Thursday, December 6, 2012

The Box and the Keyhole

Keymaster (HDR)
Box 3 _ Wooden Box

A few weeks ago, Brad Leithauser wrote a perceptive post in the New Yorker about two different lenses that can be used to view a piece of literature, a keyhole and a box:

Had I been still more articulate, I might have said that there’s a special readerly pleasure in approaching a book as you would a box. In its self-containment lies its ferocious magic; you can see everything it holds, and yet its meagre, often hackneyed contents have a way of engineering fresh, refined, resourceful patterns. And Emily might have replied that she comes to a book as to a keyhole: you observe some of the characters’ movements, you hear a little of their dialogue, but then they step outside your limited purview. They have a reality that outreaches the borders of the page.

Keyholes and boxes... As someone who spends a lot of time in classrooms with teachers, this metaphor immediately captured my attention. While each classroom is inherently unique, commonalities abound.  Teachers who see their classrooms as boxes attempt to control, measure, and confine the learning that happens within the walls of the school.  Teachers who see their classrooms as keyholes use inquiry to help students see the learning that surrounds them everywhere. 
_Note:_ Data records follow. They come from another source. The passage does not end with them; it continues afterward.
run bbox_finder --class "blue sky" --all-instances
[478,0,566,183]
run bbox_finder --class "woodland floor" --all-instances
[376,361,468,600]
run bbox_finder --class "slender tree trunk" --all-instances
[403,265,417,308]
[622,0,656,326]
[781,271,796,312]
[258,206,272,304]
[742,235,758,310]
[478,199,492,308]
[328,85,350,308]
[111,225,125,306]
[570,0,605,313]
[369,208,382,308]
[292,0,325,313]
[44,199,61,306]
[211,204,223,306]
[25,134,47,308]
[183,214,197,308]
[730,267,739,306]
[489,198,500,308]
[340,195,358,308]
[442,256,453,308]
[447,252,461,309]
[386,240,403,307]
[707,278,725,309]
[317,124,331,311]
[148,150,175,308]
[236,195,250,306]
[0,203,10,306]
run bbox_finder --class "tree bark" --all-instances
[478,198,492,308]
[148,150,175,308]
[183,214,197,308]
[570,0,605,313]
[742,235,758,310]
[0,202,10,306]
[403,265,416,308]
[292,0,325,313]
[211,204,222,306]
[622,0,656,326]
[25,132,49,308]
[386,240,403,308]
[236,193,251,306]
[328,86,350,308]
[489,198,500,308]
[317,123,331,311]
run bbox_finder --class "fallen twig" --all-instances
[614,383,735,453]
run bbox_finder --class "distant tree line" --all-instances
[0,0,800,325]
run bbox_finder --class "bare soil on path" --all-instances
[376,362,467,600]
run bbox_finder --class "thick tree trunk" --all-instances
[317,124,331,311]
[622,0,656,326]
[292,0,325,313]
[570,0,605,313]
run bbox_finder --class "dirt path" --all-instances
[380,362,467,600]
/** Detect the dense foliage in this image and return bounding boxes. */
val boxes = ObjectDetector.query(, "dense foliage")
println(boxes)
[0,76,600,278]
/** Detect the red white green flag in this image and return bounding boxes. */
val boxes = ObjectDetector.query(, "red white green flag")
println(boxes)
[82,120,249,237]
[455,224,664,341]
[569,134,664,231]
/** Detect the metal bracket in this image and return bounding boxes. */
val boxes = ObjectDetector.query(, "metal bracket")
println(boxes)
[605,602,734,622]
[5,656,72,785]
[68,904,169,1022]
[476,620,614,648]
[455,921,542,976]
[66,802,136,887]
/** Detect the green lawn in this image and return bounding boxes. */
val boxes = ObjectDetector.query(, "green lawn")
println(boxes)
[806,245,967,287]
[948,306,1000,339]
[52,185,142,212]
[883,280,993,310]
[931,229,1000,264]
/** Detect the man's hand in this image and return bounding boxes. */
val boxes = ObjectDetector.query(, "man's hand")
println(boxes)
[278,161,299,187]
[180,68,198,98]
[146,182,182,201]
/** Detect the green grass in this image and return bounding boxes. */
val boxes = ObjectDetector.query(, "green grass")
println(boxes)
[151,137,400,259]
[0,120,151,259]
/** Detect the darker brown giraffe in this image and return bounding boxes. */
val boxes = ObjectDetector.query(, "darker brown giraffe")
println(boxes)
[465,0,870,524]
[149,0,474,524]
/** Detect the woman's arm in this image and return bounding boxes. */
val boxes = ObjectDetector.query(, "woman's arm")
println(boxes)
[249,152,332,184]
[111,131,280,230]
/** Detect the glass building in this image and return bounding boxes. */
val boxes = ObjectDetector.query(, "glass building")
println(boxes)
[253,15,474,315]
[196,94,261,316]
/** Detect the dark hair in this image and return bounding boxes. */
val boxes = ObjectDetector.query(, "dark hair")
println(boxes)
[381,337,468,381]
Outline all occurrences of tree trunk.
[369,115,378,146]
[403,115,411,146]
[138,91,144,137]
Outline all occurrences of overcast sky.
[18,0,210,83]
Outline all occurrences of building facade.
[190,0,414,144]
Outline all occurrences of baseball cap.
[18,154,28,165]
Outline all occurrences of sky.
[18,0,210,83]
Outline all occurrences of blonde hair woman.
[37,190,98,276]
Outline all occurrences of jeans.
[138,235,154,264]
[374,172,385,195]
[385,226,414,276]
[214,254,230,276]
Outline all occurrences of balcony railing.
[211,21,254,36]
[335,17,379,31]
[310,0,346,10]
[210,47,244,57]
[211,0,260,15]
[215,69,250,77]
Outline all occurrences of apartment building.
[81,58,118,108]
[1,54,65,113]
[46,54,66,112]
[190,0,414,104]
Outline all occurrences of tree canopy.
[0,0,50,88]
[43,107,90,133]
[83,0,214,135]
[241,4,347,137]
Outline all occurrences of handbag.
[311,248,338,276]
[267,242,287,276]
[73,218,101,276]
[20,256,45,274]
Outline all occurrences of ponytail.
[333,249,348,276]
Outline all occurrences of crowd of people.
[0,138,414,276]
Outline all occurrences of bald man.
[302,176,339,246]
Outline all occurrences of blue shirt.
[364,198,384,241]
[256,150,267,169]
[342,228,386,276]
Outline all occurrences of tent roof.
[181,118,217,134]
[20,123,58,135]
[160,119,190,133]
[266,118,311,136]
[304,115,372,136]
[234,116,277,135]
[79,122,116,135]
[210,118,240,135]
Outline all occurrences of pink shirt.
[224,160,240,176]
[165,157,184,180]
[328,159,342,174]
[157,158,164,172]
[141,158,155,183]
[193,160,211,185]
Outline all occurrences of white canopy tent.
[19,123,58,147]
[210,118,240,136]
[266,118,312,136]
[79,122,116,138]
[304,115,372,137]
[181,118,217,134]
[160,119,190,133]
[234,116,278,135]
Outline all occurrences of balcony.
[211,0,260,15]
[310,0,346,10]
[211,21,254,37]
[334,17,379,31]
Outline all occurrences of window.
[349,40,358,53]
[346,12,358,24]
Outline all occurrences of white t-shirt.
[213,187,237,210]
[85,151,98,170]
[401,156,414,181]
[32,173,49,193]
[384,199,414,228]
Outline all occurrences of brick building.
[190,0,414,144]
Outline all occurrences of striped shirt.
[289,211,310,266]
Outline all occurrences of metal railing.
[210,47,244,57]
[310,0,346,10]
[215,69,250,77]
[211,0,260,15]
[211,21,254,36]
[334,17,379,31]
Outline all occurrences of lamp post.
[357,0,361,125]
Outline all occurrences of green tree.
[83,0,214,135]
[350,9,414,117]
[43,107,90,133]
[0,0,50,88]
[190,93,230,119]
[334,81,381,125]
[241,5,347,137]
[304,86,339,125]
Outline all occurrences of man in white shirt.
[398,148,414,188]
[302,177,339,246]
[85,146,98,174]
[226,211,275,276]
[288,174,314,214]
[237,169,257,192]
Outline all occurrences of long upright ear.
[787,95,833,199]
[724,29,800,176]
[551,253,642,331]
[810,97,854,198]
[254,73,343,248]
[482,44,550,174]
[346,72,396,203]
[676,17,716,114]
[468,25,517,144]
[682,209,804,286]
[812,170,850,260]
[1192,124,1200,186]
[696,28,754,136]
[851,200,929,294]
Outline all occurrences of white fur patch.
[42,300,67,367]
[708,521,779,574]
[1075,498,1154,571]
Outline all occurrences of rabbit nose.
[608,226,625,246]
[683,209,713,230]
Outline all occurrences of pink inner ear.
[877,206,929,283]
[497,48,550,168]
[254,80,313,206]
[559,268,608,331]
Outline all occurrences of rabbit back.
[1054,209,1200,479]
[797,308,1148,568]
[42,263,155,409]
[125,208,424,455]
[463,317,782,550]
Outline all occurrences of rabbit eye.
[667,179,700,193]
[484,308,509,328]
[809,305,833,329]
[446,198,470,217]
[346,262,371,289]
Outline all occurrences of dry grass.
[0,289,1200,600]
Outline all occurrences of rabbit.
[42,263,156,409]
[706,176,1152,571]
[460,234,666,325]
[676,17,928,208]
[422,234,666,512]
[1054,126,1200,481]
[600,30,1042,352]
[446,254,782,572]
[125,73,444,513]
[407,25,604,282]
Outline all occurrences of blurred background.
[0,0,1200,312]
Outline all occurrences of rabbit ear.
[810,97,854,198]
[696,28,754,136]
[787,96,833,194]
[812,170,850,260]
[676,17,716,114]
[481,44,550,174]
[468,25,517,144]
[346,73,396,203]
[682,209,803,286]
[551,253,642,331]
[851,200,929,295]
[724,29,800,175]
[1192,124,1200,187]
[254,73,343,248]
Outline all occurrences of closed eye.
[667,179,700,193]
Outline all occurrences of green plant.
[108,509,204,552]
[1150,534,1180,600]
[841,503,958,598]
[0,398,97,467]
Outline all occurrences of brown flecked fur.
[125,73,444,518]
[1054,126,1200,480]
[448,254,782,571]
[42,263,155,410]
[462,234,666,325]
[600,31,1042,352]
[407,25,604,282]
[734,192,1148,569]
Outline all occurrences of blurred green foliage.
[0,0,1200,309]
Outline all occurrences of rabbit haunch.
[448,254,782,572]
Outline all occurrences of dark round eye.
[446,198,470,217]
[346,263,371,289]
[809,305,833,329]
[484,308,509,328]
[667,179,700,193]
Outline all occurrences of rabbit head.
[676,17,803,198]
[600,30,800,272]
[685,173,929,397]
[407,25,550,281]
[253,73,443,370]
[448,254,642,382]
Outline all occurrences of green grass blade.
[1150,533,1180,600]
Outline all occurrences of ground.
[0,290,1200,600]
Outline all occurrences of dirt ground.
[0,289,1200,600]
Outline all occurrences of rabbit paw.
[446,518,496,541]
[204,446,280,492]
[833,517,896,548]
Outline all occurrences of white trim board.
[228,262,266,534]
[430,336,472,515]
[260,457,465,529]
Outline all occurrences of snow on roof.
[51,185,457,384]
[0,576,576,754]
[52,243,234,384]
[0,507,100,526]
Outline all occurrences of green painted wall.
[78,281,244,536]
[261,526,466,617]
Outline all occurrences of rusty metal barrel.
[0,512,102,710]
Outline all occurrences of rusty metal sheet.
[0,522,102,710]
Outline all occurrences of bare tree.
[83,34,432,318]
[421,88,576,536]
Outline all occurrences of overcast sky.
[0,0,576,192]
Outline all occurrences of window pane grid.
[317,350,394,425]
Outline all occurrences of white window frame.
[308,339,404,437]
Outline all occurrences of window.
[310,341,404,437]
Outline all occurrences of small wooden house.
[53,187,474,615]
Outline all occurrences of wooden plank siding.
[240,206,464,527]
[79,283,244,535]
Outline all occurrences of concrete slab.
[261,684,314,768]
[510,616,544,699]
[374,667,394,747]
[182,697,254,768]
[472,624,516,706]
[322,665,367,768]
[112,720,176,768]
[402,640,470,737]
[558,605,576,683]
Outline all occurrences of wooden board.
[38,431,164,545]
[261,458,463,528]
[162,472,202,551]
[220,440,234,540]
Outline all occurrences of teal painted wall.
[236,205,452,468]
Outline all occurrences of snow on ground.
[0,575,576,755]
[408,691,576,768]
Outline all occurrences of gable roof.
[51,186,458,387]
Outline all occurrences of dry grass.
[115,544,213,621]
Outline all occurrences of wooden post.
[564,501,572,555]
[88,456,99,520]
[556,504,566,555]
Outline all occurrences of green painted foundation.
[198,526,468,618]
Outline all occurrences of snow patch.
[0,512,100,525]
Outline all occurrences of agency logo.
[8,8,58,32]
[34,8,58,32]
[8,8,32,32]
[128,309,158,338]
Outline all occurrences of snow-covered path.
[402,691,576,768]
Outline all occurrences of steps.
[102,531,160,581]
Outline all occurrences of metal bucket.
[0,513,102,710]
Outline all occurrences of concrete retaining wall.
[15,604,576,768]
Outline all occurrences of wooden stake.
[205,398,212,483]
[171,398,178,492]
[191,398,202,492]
I quickly came up with this list:

Classrooms as Boxes:

  • Have lots of "right answers"
  • Focus on content
  • Aim for skill mastery
  • Think that learning should be quantified in little bits

Classrooms as Keyholes:

  • Have lots of questions (that usually don't have a clear answer)
  • Focus on competencies (bundles of knowledge and skills)
  • Aim for authentic performance in the real world
  • Think that learning is dynamic 

At different points in my career, I've created both box and keyhole classroom environments for various reasons. (Perhaps there is actually a continuum between these two categories?) However, I currently work very hard to design my learning spaces in ways that emphasize the classroom as a keyhole. I want my students to see my classroom as the beginning, not the end. What do you think?

CC Photo Credits:
Keymaster by seanmcgrath
Box 3 Wooden Box by Brenda Starr


  1. I love this image. What a powerful way to check one's planning and delivery and to develop goals around student learning and opportunity. Thanks so much for sharing!

  2. Thanks for your comment. I also think this could apply to the way that teachers interpret curricular materials. ;-)

  3. Love this, sharing now, thanks for posting!